About 20 percent have been diagnosed with asbestos-related illnesses, Dell said, while the rest fear that they could get sick from asbestosis, which can take decades to develop.
Charles Conforti Sr., a laborer employed by SMG at the Coliseum from 1975-2005, said he was regularly exposed to asbestos while drilling into floor tiles and performing other work. Conforti, of Huntington Station, said he was diagnosed with lung cancer in 2009 and takes an oxygen tank wherever he goes.
"I am existing, but I am not living," said Conforti, whose son Charles Jr. works at the Coliseum as a laborer foreman and is getting treatment for a lung ailment.
Eileen Connolly, widow of air conditioning technician John Connolly, has filed a $20 million wrongful death action. Her husband, who worked for SMG from 1972 to 1998, was awarded lifetime workers' compensation benefits due to long-term asbestos exposure.
He died of lung cancer in November 2010. The lawsuit seeks $10 million in compensatory damages and $10 million in punitive damages. Nassau, like most municipalities, cannot be held liable for punitive damages.
The suit contends that Nassau knew for 40 years that the Coliseum was built with asbestos, but they and the other defendants failed to tell employees because they "did not want to lose revenue" from events being canceled at the arena.
The wrongful death suit claims arena employees were not informed about the asbestos, even after Connolly's death, nor were they given safety gear or training on how to avoid asbestos exposure.
Asbestos concerns at the Coliseum first surfaced in March 2012 after Robert Wass, 53, an SMG electrical foreman from Smithtown and a plaintiff who has been diagnosed with early-stage asbestosis, collected samples from 10 spots in the building and sent them to labs in Holbrook and Florida for analysis. Seven sites came back positive for asbestos.
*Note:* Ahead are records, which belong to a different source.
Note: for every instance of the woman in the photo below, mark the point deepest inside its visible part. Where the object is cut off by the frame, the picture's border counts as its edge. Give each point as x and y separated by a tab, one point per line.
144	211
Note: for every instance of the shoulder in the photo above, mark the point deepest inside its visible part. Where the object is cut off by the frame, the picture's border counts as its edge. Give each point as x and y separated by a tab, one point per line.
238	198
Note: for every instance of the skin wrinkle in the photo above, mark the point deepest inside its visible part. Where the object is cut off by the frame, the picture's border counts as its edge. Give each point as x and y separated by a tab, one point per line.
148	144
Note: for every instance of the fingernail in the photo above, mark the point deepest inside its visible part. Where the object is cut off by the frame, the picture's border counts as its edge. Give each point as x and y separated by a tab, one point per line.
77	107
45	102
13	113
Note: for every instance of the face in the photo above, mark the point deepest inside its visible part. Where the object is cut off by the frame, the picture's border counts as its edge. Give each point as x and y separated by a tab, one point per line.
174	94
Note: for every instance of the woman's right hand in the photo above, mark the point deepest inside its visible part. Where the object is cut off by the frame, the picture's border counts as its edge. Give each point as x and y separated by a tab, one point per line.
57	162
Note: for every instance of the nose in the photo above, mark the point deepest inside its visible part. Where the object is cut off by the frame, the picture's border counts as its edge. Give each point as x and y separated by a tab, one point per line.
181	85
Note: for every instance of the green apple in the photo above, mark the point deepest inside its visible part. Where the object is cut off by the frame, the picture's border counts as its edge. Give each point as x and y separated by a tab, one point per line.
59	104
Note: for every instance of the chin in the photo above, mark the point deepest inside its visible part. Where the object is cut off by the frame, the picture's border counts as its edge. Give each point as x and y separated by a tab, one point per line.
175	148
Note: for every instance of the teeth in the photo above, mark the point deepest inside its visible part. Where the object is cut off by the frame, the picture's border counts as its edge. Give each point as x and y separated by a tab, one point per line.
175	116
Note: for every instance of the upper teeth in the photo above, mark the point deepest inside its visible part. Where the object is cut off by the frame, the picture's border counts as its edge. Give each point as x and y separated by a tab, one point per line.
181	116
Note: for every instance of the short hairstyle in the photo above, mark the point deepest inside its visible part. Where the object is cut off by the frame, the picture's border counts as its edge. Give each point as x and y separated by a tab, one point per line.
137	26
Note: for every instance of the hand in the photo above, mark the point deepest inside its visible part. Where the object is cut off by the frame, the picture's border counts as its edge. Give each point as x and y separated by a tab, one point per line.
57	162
A subsequent inspection by J.C. Broderick & Associates Inc. of Hauppauge, a county consultant, found asbestos in areas including stairwells, a tunnel below the exhibition hall and in an ice plant. Broderick found no contamination in public areas of the arena. County officials say asbestos later was removed from the affected areas, although Wass said only a fraction of the asbestos has been removed from the building.
In October 2012, the federal Occupational Safety and Health Administration issued 16 "serious" workplace violations against SMG, including failing to clean up asbestos in multiple locations. OSHA fined SMG $88,000. The state Department of Labor fined SMG $13,000 last year as part of a related asbestos investigation. SMG is contesting the fines.Asbestos is a mineral fiber that was used in building construction materials as insulation and a fire retardant. When the materials are damaged or disturbed, microscopic fibers become airborne and can be inhaled, causing health problems, according to the U.S. Environmental Protection Agency.